1. Hybrid: REsolutions is both a rule-based system employing rules as well as a learning system employing various learning techniques to learn the system. As such, it gains the ability to detect events at high rates of speed with high precision, ease of update, as well as the ability to adapt to the environment and evolve over time.
2. Scalable: A node in the REsolutions system is independent and modular, but can also become part of a larger system. REsolutions nodes can link together like building blocks to create a large hierarchical system that can apply multiple layers of learning and aggregation to simplify event processing.
3. Dynamic: The use of regular expressions to codify identified inter-event behaviors allows REsolutions to easily add new behaviors and update behaviors. It also provides operators a wide syntax with which to translate expertise into codified system behaviors which can greatly simplify the update and maintenance of the system. Finally, the use of high-speed regular expression matching means that this dynamism comes at no cost in run-time performance.

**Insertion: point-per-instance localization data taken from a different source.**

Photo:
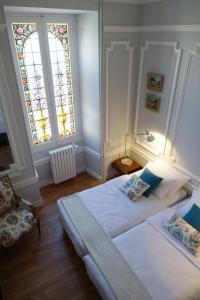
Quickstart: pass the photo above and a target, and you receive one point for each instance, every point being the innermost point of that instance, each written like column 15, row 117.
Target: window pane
column 31, row 71
column 58, row 36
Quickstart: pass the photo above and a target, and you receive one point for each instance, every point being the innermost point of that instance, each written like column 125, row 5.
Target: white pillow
column 195, row 199
column 172, row 181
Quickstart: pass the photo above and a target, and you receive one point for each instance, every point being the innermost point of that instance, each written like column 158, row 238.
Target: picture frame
column 155, row 81
column 152, row 102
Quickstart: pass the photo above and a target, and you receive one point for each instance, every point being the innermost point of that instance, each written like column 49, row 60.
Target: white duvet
column 168, row 271
column 116, row 212
column 113, row 210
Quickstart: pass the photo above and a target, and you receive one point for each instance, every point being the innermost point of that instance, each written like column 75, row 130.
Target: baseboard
column 38, row 203
column 93, row 174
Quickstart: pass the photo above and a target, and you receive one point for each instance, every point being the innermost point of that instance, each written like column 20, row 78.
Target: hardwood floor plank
column 48, row 268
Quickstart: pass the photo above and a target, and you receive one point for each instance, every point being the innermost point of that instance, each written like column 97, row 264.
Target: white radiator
column 63, row 164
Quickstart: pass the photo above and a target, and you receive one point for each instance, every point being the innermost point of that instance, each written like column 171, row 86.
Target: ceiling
column 134, row 1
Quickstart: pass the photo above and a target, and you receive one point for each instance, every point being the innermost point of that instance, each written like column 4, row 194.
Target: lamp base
column 126, row 161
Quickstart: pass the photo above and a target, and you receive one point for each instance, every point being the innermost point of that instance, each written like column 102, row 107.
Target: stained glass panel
column 31, row 71
column 60, row 55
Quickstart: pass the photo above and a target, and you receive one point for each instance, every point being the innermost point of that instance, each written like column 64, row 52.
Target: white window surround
column 11, row 17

4. Layered: REsolutions embraces the idea of processing events in multiple layers. Each layer can provide a means to aggregate, correlate, or simplify the data as well as learn behaviors from the data. Further, each layer operates independently only taking the input from a lower layer and providing an output to a higher layer.
5. Unified: The primary goal of REsolutions is to provide a unified system for an organization. This unification includes the ingestion of all events relevant to the organization as well as the mining of correlations from that data. REsolutions provides a one-stop shop for understanding the state of the system at any time.